Les organisations qui fournissent une aide aux personnes sans logement n’ont pas été impliquées dans ce projet pilote. Elles doutent des belles promesses du service technique de la ville, qui assure que les images collectées ne seront pas conservées et que l’anonymat des SDF sera respecté. Dans l’histoire des technologies, nous savons que les sans domicile fixe sont des proies faciles pour déployer et entraîner de nouveaux dispositifs de surveillance.
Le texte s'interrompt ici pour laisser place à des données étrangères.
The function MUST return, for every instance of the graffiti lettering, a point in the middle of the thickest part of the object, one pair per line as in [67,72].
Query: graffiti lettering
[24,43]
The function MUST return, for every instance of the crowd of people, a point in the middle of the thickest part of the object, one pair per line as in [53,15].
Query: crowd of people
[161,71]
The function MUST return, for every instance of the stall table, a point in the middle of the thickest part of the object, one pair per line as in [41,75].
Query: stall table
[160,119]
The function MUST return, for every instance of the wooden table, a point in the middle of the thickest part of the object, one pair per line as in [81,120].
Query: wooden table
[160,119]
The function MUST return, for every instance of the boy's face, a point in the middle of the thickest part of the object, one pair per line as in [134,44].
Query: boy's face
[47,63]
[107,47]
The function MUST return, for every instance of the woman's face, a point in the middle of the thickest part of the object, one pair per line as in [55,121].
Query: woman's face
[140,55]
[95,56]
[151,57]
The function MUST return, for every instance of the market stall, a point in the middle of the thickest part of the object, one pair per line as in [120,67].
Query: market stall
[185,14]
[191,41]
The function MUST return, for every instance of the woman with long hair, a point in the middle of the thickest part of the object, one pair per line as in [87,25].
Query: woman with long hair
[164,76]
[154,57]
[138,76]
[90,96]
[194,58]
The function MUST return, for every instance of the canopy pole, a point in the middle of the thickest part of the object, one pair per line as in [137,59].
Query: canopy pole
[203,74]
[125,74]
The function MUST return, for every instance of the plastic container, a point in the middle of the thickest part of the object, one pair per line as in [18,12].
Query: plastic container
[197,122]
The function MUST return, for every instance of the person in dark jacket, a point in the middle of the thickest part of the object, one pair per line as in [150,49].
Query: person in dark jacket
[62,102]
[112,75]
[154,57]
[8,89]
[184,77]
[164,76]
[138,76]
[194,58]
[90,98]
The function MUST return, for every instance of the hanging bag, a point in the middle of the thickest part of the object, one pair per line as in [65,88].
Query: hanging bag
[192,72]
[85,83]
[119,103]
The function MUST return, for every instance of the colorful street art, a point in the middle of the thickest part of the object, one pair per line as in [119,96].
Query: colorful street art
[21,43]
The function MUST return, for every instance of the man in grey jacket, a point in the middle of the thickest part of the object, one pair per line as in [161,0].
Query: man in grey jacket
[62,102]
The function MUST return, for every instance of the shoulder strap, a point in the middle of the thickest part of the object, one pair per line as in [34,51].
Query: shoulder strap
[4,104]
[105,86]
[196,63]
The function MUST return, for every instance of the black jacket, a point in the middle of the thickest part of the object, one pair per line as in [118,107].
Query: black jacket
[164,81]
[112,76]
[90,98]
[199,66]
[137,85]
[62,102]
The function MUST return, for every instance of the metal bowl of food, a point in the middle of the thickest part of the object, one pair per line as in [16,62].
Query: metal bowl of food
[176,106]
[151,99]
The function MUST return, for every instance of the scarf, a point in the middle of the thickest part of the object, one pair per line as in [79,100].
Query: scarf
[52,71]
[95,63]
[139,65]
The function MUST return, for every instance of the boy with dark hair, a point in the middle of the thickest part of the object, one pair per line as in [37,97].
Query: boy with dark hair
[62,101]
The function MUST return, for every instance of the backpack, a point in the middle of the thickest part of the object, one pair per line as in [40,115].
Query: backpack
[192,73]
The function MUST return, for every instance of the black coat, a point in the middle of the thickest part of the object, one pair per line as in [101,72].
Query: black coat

Les associations s’interrogent surtout sur l’utilité de cette traque numérique. Repérer les SDF, pour quoi faire ? Mieux les déplacer, mieux pouvoir les expulser ? À quoi peut bien servir cette stratégie de détection si elle ne s’accompagne pas d’un programme de relogement ?

San José est l’un des marchés les moins abordables du pays : pour pouvoir s’offrir un loyer mensuel moyen d’une chambre en ville, un locataire doit revendiquer un salaire de quatre-vingt-seize mille dollars par an. Comme partout ailleurs, la population des SDF a explosé en moins de vingt ans.

C’est tout le paradoxe de la Silicon Valley qui accueille à la fois les plus grandes entreprises mondiales aux milliards de capitalisation boursière, et une cohorte d’individus, oubliés du rêve américain, dont les rangs se gonflent à mesure que les inégalités se creusent. Ici à San José, la technologie n’est plus un eldorado, mais l’incarnation d’une certaine forme de déshumanisation.